The Trouble With “Ecological Thinning”: When Good Intentions Meet a Drying Forest
I’ve spent enough time walking through the Southern Jarrah Forest to know when something feels off. The air changes. The ground changes. The sound changes. These forests are meant to breathe like lungs, cool, damp and steady within themselves, not rasp like an animal that’s been running too long.
So when people suggest that large-scale “ecological thinning”, prescribed with little consideration of site-specific context and nuance, is the solution to forest decline, that we just need to open the canopy, let in more light, and the forest will thank us, I can’t help but feel they’ve mistaken the patient for the disease. What they call a sickness, dense regrowth, heavy shade, increased groundwater uptake, is really the forest’s recovery response to a century of logging, burning and drying. Thinning it again to “fix” those symptoms is a bit like bleeding a patient to make them more resilient to blood loss.

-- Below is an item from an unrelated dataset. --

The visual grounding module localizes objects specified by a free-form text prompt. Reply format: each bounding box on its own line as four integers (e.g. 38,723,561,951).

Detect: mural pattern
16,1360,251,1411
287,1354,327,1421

I’m not against management. I’m against the kind that mistakes the forest’s attempt to heal itself for something that needs to be managed out of it.
The Climate We Think We Know
Let’s start where most of these arguments do, with the claim that rainfall hasn’t really declined, that we’re just returning to “normal” after an unusually wet 20th century.
It’s true that from roughly 1900 to the 1960s, the southwest of Western Australia experienced a wetter anomaly, a pluvial period, compared with some earlier centuries. Palaeo-records from tree rings in inland southwest show there were similar dry phases before European settlement, so it’s not wrong to say rainfall has fluctuated over time.
But what matters isn’t just how much it rains. It’s how fast things are changing, how coherent that change is across the region, and what kind of landscape it’s happening in.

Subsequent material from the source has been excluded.